Group Beta Strep

Group Beta Strep

 

 

Group Beta Strep

You might have heard different healthcare providers discuss Group Beta Streptococcus (GBS) screening during pregnancy. But what is GBS and why is it important to screen for?

 

What is it?

Group B Streptococcus is a type of bacteria that occurs as part of the body’s natural flora. It is typically found in the lower intestinal tract and vaginal area. In most cases, GBS does not cause any problems for mothers, and they do not exhibit any symptoms of infection.

 

Sometimes, however, it can colonize in areas that the baby will be in contact with during birth, which can cause invasive infections.

 

Is it dangerous for me or my baby?

GBS is usually not dangerous to the birthing person. Mothers with strong immunity can generally survive a GBS infection without serious illness or severe symptoms.

 

However, it can be dangerous to babies if they contract it. GBS infection in the baby can cause early-onset disease and late-onset disease. These can vary from mild infections to fatal conditions like septicemia. 

 

A baby with early-onset disease typically becomes ill within 12 to 48 hours after birth or up to the first week of life. The early disease can range from mild infection or meningitis to pneumonia, or severe blood infection resulting in sepsis.

 

Early symptoms of GBS infection can include severe crying, not feeding, low blood pressure, low blood sugar, and raised temperature.

 

In late-onset disease, a baby gets sick between a week and a few months after birth. Symptoms are similar to early-onset disease but appear later in life.

 

How do you test for GBS?

We usually have you do a simple vaginal swab test around 36 weeks of pregnancy to test for GBS colonization.

 

What happens if you test positive for GBS?
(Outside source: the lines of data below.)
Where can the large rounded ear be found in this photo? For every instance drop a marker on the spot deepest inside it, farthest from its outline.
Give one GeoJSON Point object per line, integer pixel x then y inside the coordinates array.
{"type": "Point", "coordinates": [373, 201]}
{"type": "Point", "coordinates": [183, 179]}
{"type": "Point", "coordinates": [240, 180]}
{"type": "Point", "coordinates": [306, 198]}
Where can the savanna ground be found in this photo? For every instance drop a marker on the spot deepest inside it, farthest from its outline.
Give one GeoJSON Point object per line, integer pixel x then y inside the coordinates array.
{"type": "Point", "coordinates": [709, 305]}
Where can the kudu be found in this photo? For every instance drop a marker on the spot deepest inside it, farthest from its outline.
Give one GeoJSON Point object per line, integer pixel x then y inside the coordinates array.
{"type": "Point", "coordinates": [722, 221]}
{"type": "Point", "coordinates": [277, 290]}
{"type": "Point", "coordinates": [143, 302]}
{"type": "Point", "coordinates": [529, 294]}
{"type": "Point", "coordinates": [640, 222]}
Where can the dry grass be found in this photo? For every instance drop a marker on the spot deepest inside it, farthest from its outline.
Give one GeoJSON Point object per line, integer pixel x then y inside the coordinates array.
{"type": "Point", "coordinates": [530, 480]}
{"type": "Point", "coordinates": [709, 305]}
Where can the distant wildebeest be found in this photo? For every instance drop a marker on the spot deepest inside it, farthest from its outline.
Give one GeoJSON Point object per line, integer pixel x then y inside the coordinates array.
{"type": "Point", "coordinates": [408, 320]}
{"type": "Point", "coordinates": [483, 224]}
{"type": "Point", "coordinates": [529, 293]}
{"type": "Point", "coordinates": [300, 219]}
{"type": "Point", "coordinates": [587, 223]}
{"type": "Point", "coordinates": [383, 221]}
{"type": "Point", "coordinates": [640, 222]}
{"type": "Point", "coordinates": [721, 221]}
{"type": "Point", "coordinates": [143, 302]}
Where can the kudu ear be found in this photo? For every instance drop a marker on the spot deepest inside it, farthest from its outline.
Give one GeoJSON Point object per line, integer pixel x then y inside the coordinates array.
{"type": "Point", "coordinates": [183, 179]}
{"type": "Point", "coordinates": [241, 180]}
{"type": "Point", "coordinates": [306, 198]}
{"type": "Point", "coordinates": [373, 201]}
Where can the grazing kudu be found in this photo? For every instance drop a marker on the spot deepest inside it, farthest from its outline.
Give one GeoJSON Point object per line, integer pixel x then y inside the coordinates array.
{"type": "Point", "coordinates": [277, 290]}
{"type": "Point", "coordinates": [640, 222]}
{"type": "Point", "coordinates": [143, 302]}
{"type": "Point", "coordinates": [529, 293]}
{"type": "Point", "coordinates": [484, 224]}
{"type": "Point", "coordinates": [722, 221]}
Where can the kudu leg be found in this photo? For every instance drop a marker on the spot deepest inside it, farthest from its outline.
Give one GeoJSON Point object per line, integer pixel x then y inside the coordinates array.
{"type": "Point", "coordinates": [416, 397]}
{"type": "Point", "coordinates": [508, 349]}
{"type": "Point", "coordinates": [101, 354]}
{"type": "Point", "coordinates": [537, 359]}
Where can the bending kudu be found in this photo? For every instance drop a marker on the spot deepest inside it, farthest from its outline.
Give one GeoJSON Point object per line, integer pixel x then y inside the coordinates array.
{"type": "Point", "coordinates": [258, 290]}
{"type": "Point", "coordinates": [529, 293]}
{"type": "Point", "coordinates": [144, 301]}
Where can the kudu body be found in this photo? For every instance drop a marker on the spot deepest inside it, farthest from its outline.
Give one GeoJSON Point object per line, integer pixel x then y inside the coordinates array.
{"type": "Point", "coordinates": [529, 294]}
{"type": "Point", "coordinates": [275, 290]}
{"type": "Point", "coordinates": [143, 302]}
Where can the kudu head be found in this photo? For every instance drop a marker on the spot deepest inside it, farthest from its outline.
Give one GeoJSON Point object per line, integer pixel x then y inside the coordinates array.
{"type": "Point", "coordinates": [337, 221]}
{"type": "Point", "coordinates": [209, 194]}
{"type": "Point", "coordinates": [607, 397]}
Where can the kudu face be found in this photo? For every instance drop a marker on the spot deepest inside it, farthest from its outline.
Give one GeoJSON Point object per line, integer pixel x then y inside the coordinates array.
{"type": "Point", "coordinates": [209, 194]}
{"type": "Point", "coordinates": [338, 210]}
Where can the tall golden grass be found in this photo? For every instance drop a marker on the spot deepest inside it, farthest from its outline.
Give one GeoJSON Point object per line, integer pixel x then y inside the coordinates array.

If you test positive on the swab test later during the pregnancy, we recommend using antibiotics during labor. Treating the infection before that won’t minimize the risk of transmission to the baby. 

 

Antibiotics help to keep the load of bacteria low enough so that the baby is less likely to come in contact with GBS. 

 

While this can be severe, we are prepped and ready to manage GBS if it does present itself in your pregnancy!